Try this - if you use a test light (a DVOM doesn't have enough of a load to do some of this type of testing), and the lights aren't working/car won't crank - first, connect the light across the battery to make sure it works. Then, find the wires that come from the starter to the bulkhead. carefully probe the wire at the engine side of the connector - if you have power, go to the inside of the car and probe the same wire (may need to move the fusebox). If there is no power, separate the connector and you'll find the problem. If there IS power, keep the test light on the wire and turn the headlamps on - if the power goes away, that is a voltage drop. You can confirm it by again going to the engine side and having someone turn the lights on again while probing the same wire.
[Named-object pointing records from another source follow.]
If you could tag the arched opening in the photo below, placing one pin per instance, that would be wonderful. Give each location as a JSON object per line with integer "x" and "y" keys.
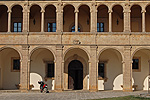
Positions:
{"x": 140, "y": 68}
{"x": 9, "y": 69}
{"x": 117, "y": 19}
{"x": 76, "y": 70}
{"x": 50, "y": 19}
{"x": 102, "y": 19}
{"x": 69, "y": 18}
{"x": 110, "y": 61}
{"x": 3, "y": 18}
{"x": 35, "y": 19}
{"x": 147, "y": 19}
{"x": 84, "y": 18}
{"x": 75, "y": 75}
{"x": 42, "y": 68}
{"x": 17, "y": 19}
{"x": 136, "y": 19}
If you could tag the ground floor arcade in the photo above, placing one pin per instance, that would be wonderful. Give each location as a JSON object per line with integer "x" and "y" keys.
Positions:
{"x": 74, "y": 67}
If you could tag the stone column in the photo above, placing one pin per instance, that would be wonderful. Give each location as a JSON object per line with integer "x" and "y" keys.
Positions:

If it stays lit this time, the problem lies in the connection.
This type of voltage drop testing can also be done with a DVOM, connecting one lead to one end of the circuit (the wire from the starter) and the other lead to the other end of the circuit ( on the same wire - the meter will be in parallel) when turning the circuit "on" the meter should not read more than about .2 to .5 volts
Sorry if I'm rambling, but it's hard to stop me once I get going!
Good Luck and I'll check back in the forum, or you can contact me directly.
Todd

lemagoat
08-20-2009, 07:49 AM
first off thanks to everyone who has replied, well last night we hotwired the car, hooked wire to poss side of batt to the poss of the coil, car fired right up with the key, lights also worked turned to key off and car kept running, that's the only way everything works. just an update. didnt have alot of time last night.....ignition switch?

G6T8O
08-20-2009, 05:17 PM
Yes it does sound like the switch!
!

HOTROD64-STOCK69
08-20-2009, 07:41 PM
Ahh yes the ignition switch. It's a '67? I'm most familar with the '64-'65 stuff but the switches are the same. After you replace it open the old one up. You will find the contact points burnt and the bakelite material burnt. If you hold the switch a little toward the crank direction it will probably keep running. Can you tell I dealt with this GM design gremlin, myself?